First, I believe there is a small, but nonetheless highly significant group of revolutionary extremists on our campuses who wish to destroy the university, not to elevate it and improve its quality. With this group and with the violent tactics that some of them are willing to employ, I have absolutely no sympathy; the criminal law should be enforced when they break the law-as with any other citizen.
But, Mr. Speaker, I believe it would be a great mistake to assert that the existence of this group is the only cause of disorders on the campus.
A second explanation for some of the troubles is criticism by students on the way the college or university is run. I refer here to complaints about curriculum, defense-related research, the impersonality of faculty-student relations, the roles of students, faculty, and trustees in the governing processes of the institution, the relationship between the university and the community of which it is a part, and similar dissatisfactions. Whether one agrees with a particular criticism in any given instance is another matter. All I am saying here is that criticisms of this kind are one of the principal sources of some of the student disorders.
A third major cause of student unrest is the entire spectrum of problems within the wider American society-the war in Vietnam, the draft, racial discrimination, poverty, and the feeling on the part of many students that too many Americans are more concerned with material gain than with making real the dreams of our Founding Fathers.”
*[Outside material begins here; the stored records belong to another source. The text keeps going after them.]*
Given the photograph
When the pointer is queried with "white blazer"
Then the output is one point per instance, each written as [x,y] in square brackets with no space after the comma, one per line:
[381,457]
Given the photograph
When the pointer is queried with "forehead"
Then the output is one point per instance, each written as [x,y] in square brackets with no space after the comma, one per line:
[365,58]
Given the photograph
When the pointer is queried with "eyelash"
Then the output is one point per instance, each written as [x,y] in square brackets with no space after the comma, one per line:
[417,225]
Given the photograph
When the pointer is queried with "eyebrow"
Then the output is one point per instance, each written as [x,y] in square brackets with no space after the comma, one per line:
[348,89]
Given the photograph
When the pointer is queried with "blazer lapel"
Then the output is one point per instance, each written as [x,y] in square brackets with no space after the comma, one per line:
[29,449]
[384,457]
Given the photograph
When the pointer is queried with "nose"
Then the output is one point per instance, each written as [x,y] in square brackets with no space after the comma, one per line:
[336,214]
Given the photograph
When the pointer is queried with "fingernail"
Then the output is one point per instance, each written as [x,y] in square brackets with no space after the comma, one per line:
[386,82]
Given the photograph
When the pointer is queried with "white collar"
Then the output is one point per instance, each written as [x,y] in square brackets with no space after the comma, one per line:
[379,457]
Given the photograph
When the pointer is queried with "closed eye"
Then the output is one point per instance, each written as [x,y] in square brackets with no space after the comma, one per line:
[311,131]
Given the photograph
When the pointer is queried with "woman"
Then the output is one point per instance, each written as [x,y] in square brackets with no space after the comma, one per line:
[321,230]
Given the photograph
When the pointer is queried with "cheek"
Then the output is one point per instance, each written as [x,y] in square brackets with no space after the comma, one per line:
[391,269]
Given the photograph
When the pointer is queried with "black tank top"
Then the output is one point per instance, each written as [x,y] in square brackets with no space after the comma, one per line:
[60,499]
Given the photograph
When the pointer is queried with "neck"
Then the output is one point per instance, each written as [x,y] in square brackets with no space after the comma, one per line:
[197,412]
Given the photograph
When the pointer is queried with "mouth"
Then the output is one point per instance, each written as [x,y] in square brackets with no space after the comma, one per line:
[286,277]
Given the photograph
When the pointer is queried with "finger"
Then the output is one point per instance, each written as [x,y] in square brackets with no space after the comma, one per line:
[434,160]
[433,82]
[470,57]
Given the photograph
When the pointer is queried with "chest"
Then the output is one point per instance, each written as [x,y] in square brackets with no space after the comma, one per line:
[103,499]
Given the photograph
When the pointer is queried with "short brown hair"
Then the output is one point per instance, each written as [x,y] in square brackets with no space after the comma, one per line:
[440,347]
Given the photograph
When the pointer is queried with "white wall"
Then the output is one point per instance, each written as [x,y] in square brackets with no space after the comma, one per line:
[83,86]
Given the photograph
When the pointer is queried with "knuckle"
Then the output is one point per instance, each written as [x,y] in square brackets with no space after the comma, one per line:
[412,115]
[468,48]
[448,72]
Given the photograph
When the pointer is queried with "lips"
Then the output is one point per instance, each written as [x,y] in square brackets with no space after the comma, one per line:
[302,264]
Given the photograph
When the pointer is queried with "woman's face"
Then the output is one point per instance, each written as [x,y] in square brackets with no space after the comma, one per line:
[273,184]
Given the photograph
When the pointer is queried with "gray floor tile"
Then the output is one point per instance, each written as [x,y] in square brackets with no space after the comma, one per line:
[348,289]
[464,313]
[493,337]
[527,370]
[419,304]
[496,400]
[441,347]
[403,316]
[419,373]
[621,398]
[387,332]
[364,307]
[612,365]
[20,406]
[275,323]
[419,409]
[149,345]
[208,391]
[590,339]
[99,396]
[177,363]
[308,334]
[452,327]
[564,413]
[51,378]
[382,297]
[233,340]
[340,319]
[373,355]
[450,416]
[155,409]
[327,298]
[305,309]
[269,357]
(End Congressional Record)
Notes
The debate went on, in and out of the House and Senate, with various pieces of legislation designed to curb unrest, address poverty, marginalization, civil rights and disability as reason not to allow students to be given equal opportunity in education.
Afterword
From low earth orbit to the rice paddies in Quan Nam Province, the seeds had been sown for the creation of a separate branch of government dedicated to education. Twenty-two years passed between the orbit of Sputnik and the official act of creation of the Department of Education on 17 October 1979; it was eleven years after the siege of Khe Sanh, a singular defining point in the Southeast Asia war that would bring the Marines Back to the World.